Gold slips below $1,800 on Fed rate expectations
Gold prices slipped back below $1,800 an ounce last week as the US Federal Reserve signalled it could start increasing interest rates as soon as March. The release of Fed minutes showing members worrying about inflation sent gold to a three-week low before a rally on Friday in response to weaker than expected US job growth.
The afternoon fixing on Friday in London was $1,792.60 an ounce, compared with $1,805.85 a week earlier. Thai selling prices were quoted at 28,600 baht per baht-weight (15.2 grammes), down 150 baht from the previous week.
“With fewer jobs added in December, but with the unemployment rate in the US falling back toward a multi-year low, it was somehow a mixed report for gold,” UBS analyst Giovanni Staunovo said.

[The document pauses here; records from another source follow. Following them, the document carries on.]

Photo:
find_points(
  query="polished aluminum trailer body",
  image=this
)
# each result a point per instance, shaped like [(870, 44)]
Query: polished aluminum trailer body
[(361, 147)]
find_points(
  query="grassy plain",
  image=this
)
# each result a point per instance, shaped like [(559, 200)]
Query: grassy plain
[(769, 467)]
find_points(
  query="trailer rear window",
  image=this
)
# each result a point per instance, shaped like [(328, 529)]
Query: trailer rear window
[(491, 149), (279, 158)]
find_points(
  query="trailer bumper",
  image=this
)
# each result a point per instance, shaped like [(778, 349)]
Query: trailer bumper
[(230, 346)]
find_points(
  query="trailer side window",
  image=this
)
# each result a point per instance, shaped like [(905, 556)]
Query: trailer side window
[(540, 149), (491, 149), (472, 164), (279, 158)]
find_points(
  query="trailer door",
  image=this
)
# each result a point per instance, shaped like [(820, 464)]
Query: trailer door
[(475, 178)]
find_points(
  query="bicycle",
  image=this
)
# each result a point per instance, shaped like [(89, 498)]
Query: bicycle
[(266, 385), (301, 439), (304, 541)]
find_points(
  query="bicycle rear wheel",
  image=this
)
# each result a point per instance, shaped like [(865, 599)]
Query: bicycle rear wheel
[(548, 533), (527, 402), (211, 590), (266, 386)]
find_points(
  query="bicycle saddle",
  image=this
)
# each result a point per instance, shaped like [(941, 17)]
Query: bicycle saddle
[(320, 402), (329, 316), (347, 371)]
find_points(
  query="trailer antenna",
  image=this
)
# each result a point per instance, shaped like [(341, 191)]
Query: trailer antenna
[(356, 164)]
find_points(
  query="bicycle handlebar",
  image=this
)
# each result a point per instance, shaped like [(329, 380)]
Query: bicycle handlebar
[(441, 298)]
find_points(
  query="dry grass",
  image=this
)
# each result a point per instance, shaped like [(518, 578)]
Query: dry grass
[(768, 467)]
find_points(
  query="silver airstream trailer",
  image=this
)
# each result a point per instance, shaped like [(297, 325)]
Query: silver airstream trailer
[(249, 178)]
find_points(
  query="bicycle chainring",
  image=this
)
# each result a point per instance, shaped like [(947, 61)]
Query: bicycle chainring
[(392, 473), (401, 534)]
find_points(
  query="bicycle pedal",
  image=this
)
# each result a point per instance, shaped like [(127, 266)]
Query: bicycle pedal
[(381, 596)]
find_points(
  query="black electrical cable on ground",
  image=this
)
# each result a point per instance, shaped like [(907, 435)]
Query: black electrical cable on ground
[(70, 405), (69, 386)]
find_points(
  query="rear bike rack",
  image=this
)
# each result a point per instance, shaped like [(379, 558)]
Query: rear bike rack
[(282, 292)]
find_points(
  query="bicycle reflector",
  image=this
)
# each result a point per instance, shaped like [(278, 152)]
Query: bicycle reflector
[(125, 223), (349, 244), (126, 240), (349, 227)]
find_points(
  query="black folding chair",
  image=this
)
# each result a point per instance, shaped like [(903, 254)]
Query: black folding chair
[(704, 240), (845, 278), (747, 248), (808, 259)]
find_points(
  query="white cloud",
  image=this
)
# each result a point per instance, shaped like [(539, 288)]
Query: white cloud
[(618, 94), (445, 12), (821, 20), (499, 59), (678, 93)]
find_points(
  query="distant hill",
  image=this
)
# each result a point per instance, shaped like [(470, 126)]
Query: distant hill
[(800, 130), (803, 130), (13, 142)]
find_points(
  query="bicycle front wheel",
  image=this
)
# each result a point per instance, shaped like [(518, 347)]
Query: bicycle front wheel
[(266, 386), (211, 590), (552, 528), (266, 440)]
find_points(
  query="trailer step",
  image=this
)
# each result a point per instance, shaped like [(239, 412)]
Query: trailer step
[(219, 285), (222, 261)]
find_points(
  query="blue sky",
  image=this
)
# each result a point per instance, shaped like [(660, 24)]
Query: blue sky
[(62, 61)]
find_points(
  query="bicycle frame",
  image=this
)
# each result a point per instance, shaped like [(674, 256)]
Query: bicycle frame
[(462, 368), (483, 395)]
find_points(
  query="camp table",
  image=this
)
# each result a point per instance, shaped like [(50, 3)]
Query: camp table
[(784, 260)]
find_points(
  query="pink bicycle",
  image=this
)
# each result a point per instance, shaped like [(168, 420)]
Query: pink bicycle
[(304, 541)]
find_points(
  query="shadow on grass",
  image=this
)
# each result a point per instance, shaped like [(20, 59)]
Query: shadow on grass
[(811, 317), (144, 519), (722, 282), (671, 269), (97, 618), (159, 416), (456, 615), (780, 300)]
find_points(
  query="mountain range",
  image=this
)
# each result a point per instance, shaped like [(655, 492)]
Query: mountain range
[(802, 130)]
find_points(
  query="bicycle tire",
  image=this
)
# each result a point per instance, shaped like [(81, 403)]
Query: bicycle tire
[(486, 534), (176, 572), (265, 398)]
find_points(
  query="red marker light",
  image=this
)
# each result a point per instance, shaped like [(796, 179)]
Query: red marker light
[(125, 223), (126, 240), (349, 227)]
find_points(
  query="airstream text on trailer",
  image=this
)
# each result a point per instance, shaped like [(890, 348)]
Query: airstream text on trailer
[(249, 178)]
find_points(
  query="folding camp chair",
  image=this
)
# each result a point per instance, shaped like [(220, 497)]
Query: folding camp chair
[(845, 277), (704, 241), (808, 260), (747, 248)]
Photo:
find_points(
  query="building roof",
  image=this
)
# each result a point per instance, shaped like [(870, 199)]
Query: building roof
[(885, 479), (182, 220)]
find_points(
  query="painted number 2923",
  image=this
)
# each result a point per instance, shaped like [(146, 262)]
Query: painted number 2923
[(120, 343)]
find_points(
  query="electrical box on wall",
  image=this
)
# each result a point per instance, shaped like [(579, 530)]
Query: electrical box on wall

Nonfarm payrolls rose by 199,000 jobs last month amid worker shortages, lower than a forecast of 400,000, while unemployment plunged to 3.9%, the lowest in 40 years.
Average wages rose as employers sought to attract workers in a tight market partly resulting from the fast spread of Covid-19, potentially adding to inflationary pressures and strengthening the Fed’s resolve to tighten policy.
“The gold price reaction suggests the market is more focussed on inflation risks ahead of the Fed meeting (on Jan 25 and 26),” Standard Chartered analyst Suki Cooper said.
Gold is highly sensitive to rising US interest rates, which increase the opportunity cost of holding non-yielding bullion.
In the physical market, an uptick in retail appetite prompted dealers in India to charge premiums, although new Covid restrictions slowed activity, while upcoming Lunar New Year festivities brightened the outlook for sales in Singapore.
Local curbs on weddings due to rising cases of coronavirus could reduce gold demand in India in the short term, said a Mumbai-based bullion dealer.
Singapore dealers were charging premiums of $1.50 to $1.80 per ounce over global spot prices, amid healthy festiveseason buying, said Brian Lan of GoldSilver Central.